Implementation: Using TypeScript and defining interfaces for AI-generated data structures helps catch type-related errors before runtime. This is especially valuable when dealing with data from external AI agents.

Why It Matters: TypeScript drastically improves code maintainability and reduces the risk of runtime errors, particularly in projects that heavily rely on AI-generated code.

6. Jest: Test Runner and Mocking

The Problem: AI agents often interact with external services or complex dependencies. Testing these interactions can be challenging.

The Solution: Jest, a popular JavaScript testing framework, allows me to mock dependencies and isolate AI agents for testing purposes. This simplifies the testing process and ensures that I'm testing the agent's logic, not the external services it relies on.

Implementation: Jest’s mocking capabilities allow me to replace real API calls with controlled, predictable responses. This allows me to test edge cases and error handling without relying on external systems.

Why It Matters: Jest's mocking capabilities enable thorough testing of AI agents in isolation, ensuring their reliability and accuracy.

7. Git Large File Storage (LFS): Managing Generated Assets

The Problem: AI-generated tests, especially those involving large media files or complex data structures, can quickly bloat your Git repository.

The Solution: Git LFS allows me to store large files outside of my main Git repository while still tracking them with Git. This keeps my repository lean and efficient.

Implementation: Configure Git LFS to track specific file types (e.g., .png, .json) that are commonly generated by AI agents. This prevents these files from contributing to repository bloat.

Why It Matters: Git LFS keeps your repository manageable, preventing performance issues and simplifying collaboration.

A Real-World Outcome: From Chaos to Control

We initially deployed an AI agent to generate basic UI tests.
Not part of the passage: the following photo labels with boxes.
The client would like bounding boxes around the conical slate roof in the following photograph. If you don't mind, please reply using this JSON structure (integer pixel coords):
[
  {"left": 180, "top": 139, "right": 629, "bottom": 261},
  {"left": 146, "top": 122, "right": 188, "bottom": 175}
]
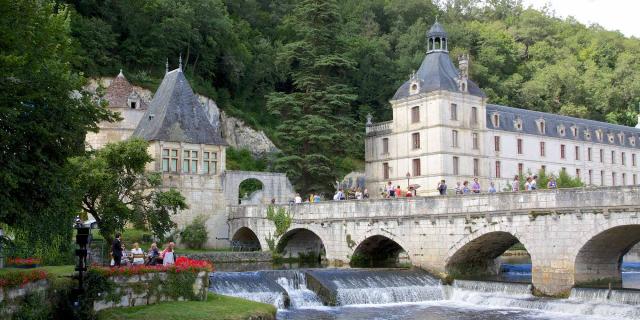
[{"left": 133, "top": 69, "right": 227, "bottom": 145}]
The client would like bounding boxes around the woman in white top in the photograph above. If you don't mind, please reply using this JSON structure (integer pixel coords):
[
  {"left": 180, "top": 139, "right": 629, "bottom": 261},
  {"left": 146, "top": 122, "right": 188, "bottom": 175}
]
[{"left": 131, "top": 242, "right": 144, "bottom": 266}]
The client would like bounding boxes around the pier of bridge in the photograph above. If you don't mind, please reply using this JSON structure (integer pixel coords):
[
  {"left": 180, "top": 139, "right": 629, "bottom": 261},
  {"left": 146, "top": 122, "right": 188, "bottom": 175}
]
[{"left": 228, "top": 186, "right": 640, "bottom": 295}]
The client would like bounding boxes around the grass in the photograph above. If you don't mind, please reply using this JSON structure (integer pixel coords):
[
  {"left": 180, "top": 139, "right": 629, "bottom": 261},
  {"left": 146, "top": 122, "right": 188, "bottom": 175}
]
[{"left": 98, "top": 293, "right": 276, "bottom": 320}]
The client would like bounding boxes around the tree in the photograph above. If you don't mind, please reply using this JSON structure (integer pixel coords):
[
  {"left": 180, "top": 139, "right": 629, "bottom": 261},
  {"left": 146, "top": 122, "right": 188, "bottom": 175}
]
[
  {"left": 0, "top": 0, "right": 115, "bottom": 262},
  {"left": 72, "top": 139, "right": 188, "bottom": 239},
  {"left": 267, "top": 0, "right": 362, "bottom": 192}
]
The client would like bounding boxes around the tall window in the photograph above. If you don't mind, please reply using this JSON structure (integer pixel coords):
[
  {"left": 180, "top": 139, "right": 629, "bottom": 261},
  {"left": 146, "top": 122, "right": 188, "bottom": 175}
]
[
  {"left": 162, "top": 149, "right": 178, "bottom": 172},
  {"left": 518, "top": 139, "right": 522, "bottom": 154},
  {"left": 382, "top": 162, "right": 389, "bottom": 179},
  {"left": 202, "top": 151, "right": 218, "bottom": 174},
  {"left": 411, "top": 132, "right": 420, "bottom": 149},
  {"left": 471, "top": 107, "right": 478, "bottom": 125},
  {"left": 451, "top": 103, "right": 458, "bottom": 120},
  {"left": 453, "top": 157, "right": 460, "bottom": 175},
  {"left": 411, "top": 107, "right": 420, "bottom": 123},
  {"left": 611, "top": 150, "right": 616, "bottom": 164},
  {"left": 182, "top": 150, "right": 198, "bottom": 173},
  {"left": 413, "top": 159, "right": 422, "bottom": 177},
  {"left": 518, "top": 163, "right": 524, "bottom": 175},
  {"left": 451, "top": 130, "right": 458, "bottom": 148}
]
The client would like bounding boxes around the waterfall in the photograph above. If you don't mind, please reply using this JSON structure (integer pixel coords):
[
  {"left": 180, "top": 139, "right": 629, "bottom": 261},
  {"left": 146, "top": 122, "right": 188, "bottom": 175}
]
[{"left": 210, "top": 272, "right": 289, "bottom": 309}]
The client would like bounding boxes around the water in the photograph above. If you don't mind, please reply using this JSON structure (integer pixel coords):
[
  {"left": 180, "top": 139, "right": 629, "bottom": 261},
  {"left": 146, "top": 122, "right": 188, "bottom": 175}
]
[{"left": 211, "top": 269, "right": 640, "bottom": 320}]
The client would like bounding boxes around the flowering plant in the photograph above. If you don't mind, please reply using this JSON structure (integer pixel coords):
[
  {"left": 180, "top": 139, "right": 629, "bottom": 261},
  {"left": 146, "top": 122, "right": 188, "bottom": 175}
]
[
  {"left": 0, "top": 270, "right": 48, "bottom": 288},
  {"left": 7, "top": 258, "right": 42, "bottom": 266},
  {"left": 91, "top": 257, "right": 214, "bottom": 277}
]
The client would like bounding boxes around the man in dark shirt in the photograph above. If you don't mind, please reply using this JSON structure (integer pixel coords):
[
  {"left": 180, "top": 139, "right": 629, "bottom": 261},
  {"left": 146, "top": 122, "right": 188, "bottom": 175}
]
[{"left": 111, "top": 233, "right": 122, "bottom": 267}]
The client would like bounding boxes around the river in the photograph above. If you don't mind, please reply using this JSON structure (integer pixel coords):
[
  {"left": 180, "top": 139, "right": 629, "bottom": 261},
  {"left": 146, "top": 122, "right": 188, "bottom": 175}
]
[{"left": 211, "top": 261, "right": 640, "bottom": 320}]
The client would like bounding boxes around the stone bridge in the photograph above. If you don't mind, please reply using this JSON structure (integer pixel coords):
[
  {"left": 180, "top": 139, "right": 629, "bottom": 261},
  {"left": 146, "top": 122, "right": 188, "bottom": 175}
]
[{"left": 228, "top": 187, "right": 640, "bottom": 295}]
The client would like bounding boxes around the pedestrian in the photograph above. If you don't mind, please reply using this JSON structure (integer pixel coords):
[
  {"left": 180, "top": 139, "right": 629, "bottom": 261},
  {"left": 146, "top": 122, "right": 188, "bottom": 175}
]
[
  {"left": 462, "top": 180, "right": 471, "bottom": 194},
  {"left": 111, "top": 232, "right": 123, "bottom": 267},
  {"left": 471, "top": 177, "right": 480, "bottom": 193},
  {"left": 511, "top": 175, "right": 520, "bottom": 192},
  {"left": 489, "top": 181, "right": 496, "bottom": 193},
  {"left": 438, "top": 179, "right": 447, "bottom": 196},
  {"left": 456, "top": 181, "right": 462, "bottom": 194},
  {"left": 547, "top": 176, "right": 558, "bottom": 189}
]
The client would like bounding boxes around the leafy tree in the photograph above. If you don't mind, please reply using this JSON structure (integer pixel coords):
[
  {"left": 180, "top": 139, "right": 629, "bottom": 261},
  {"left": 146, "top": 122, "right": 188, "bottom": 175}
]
[
  {"left": 0, "top": 0, "right": 115, "bottom": 261},
  {"left": 72, "top": 139, "right": 188, "bottom": 240}
]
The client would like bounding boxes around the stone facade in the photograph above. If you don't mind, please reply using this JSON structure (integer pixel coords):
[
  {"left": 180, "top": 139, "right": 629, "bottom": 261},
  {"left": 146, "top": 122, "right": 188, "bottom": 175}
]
[
  {"left": 365, "top": 23, "right": 640, "bottom": 196},
  {"left": 229, "top": 187, "right": 640, "bottom": 295}
]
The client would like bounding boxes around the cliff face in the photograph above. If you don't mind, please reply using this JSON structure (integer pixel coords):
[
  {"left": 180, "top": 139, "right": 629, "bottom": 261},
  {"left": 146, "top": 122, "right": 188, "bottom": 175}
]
[{"left": 87, "top": 78, "right": 279, "bottom": 155}]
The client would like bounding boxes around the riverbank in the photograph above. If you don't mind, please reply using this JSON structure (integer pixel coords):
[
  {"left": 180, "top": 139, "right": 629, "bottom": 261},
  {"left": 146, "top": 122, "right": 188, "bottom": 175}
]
[{"left": 98, "top": 293, "right": 276, "bottom": 320}]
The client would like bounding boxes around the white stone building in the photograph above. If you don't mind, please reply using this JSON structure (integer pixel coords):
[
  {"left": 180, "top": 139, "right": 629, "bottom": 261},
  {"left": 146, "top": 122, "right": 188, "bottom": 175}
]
[{"left": 365, "top": 22, "right": 640, "bottom": 195}]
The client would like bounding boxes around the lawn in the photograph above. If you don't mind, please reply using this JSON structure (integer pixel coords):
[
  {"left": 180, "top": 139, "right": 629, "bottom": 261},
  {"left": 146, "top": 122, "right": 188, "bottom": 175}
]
[{"left": 98, "top": 293, "right": 276, "bottom": 320}]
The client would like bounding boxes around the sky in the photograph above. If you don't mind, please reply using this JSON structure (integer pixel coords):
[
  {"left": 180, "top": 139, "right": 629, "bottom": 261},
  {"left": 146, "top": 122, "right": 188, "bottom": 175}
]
[{"left": 523, "top": 0, "right": 640, "bottom": 38}]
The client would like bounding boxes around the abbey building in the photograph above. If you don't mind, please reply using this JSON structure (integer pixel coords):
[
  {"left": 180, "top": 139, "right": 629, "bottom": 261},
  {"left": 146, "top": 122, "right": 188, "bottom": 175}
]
[{"left": 365, "top": 22, "right": 640, "bottom": 195}]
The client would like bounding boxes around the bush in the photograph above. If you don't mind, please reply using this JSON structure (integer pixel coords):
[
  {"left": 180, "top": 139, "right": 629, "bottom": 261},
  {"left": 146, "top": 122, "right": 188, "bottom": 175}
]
[{"left": 180, "top": 216, "right": 209, "bottom": 249}]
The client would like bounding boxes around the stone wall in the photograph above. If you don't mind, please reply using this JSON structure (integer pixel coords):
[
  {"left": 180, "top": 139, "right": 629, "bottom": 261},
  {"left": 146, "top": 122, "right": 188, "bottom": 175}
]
[
  {"left": 0, "top": 280, "right": 49, "bottom": 319},
  {"left": 93, "top": 271, "right": 209, "bottom": 311}
]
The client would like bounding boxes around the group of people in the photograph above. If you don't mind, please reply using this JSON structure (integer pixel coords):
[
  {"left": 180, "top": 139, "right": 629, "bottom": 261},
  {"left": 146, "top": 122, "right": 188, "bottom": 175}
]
[
  {"left": 383, "top": 181, "right": 416, "bottom": 198},
  {"left": 111, "top": 233, "right": 176, "bottom": 267}
]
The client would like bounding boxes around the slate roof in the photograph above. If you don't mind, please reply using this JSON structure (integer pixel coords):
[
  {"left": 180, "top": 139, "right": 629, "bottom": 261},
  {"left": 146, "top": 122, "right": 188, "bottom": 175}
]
[
  {"left": 133, "top": 68, "right": 227, "bottom": 145},
  {"left": 392, "top": 51, "right": 485, "bottom": 100},
  {"left": 104, "top": 70, "right": 148, "bottom": 110},
  {"left": 486, "top": 104, "right": 640, "bottom": 148}
]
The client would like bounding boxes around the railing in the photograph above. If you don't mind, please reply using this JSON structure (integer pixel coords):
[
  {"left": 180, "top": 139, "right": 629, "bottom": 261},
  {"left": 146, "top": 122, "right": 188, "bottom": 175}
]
[{"left": 365, "top": 120, "right": 393, "bottom": 134}]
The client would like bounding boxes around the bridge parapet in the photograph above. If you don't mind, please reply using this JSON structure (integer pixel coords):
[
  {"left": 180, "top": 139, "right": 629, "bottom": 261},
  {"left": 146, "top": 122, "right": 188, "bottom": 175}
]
[{"left": 229, "top": 186, "right": 640, "bottom": 222}]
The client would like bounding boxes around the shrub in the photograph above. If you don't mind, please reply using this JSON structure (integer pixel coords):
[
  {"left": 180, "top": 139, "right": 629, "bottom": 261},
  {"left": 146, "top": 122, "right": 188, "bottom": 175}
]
[{"left": 180, "top": 216, "right": 209, "bottom": 249}]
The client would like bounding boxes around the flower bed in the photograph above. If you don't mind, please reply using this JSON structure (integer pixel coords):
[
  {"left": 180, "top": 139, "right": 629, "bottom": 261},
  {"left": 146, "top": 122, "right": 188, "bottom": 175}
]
[
  {"left": 91, "top": 257, "right": 214, "bottom": 277},
  {"left": 0, "top": 270, "right": 48, "bottom": 288}
]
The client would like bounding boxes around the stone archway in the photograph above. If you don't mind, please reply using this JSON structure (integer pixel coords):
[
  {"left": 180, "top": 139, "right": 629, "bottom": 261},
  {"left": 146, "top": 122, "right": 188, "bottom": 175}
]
[
  {"left": 231, "top": 227, "right": 262, "bottom": 251},
  {"left": 276, "top": 228, "right": 326, "bottom": 262},
  {"left": 350, "top": 235, "right": 411, "bottom": 268},
  {"left": 574, "top": 224, "right": 640, "bottom": 285},
  {"left": 445, "top": 231, "right": 526, "bottom": 277}
]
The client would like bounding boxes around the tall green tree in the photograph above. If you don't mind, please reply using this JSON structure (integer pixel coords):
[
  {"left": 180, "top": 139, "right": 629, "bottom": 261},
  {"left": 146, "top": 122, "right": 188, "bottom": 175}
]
[
  {"left": 0, "top": 0, "right": 114, "bottom": 254},
  {"left": 72, "top": 139, "right": 188, "bottom": 239},
  {"left": 267, "top": 0, "right": 362, "bottom": 192}
]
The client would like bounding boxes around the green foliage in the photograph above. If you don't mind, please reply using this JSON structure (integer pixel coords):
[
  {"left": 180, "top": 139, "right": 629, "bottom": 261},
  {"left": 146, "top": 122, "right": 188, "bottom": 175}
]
[
  {"left": 0, "top": 0, "right": 115, "bottom": 262},
  {"left": 71, "top": 139, "right": 187, "bottom": 240},
  {"left": 267, "top": 206, "right": 293, "bottom": 239},
  {"left": 180, "top": 216, "right": 209, "bottom": 249}
]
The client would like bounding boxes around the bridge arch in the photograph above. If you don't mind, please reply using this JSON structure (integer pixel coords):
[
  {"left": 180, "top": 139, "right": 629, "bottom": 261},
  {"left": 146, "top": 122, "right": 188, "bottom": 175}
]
[
  {"left": 231, "top": 227, "right": 262, "bottom": 251},
  {"left": 445, "top": 229, "right": 533, "bottom": 276},
  {"left": 574, "top": 222, "right": 640, "bottom": 285},
  {"left": 276, "top": 228, "right": 326, "bottom": 262},
  {"left": 350, "top": 234, "right": 411, "bottom": 268}
]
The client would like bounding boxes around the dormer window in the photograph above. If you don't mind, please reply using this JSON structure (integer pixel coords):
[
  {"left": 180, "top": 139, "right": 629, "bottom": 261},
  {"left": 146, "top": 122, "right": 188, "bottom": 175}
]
[
  {"left": 536, "top": 118, "right": 547, "bottom": 134},
  {"left": 491, "top": 113, "right": 500, "bottom": 128}
]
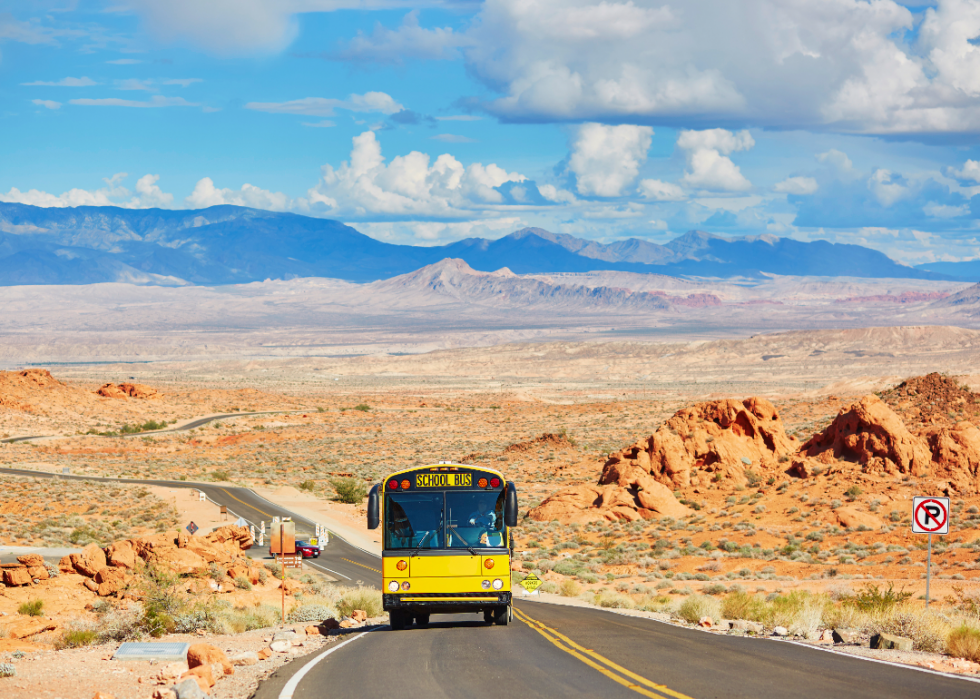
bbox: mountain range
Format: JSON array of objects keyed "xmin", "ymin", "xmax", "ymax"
[{"xmin": 0, "ymin": 203, "xmax": 958, "ymax": 288}]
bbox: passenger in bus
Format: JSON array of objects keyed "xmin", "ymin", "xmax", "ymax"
[{"xmin": 469, "ymin": 498, "xmax": 497, "ymax": 546}]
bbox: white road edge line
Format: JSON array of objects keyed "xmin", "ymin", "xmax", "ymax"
[
  {"xmin": 520, "ymin": 597, "xmax": 980, "ymax": 684},
  {"xmin": 279, "ymin": 627, "xmax": 380, "ymax": 699}
]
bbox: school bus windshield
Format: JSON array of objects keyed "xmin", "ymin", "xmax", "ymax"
[{"xmin": 384, "ymin": 491, "xmax": 505, "ymax": 551}]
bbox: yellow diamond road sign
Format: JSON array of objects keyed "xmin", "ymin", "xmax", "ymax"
[{"xmin": 521, "ymin": 573, "xmax": 543, "ymax": 592}]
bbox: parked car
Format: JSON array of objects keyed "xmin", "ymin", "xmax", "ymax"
[{"xmin": 269, "ymin": 540, "xmax": 320, "ymax": 558}]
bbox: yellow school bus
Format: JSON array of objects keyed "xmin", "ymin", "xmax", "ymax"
[{"xmin": 367, "ymin": 463, "xmax": 517, "ymax": 630}]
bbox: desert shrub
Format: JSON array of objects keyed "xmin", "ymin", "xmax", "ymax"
[
  {"xmin": 55, "ymin": 625, "xmax": 99, "ymax": 650},
  {"xmin": 593, "ymin": 591, "xmax": 636, "ymax": 609},
  {"xmin": 850, "ymin": 583, "xmax": 912, "ymax": 614},
  {"xmin": 217, "ymin": 604, "xmax": 280, "ymax": 633},
  {"xmin": 337, "ymin": 587, "xmax": 384, "ymax": 618},
  {"xmin": 17, "ymin": 599, "xmax": 44, "ymax": 616},
  {"xmin": 552, "ymin": 559, "xmax": 583, "ymax": 575},
  {"xmin": 286, "ymin": 603, "xmax": 336, "ymax": 623},
  {"xmin": 330, "ymin": 478, "xmax": 367, "ymax": 505},
  {"xmin": 867, "ymin": 606, "xmax": 950, "ymax": 653},
  {"xmin": 721, "ymin": 590, "xmax": 766, "ymax": 621},
  {"xmin": 677, "ymin": 595, "xmax": 721, "ymax": 624},
  {"xmin": 946, "ymin": 624, "xmax": 980, "ymax": 663},
  {"xmin": 98, "ymin": 604, "xmax": 145, "ymax": 643}
]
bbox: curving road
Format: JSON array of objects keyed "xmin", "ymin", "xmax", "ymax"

The results were initially promising, but the flakiness rate quickly spiked to 45%. The team spent nearly 20 hours a week debugging these tests. By implementing the toolkit described above – specifically focusing on Playwright for reliability, Zod for data validation, and TypeScript for type safety – we were able to reduce the flakiness rate to under 5% and cut debugging time by 75%, freeing up valuable developer time. The initial 45-minute test suite execution time dropped to just 12 minutes.

Building a reliable AI agent toolkit isn't about replacing human testers; it's about augmenting their capabilities and automating repetitive tasks, freeing them to focus on more complex and strategic testing efforts.

What’s Next?

Integrating AI into testing workflows requires careful planning and a robust toolkit. Don't be discouraged by initial setbacks. Experiment, iterate, and build your own arsenal of tools and practices. Start with LangChain and Playwright, then layer on the other tools as needed. What tools do you find essential for working with AI agents in testing?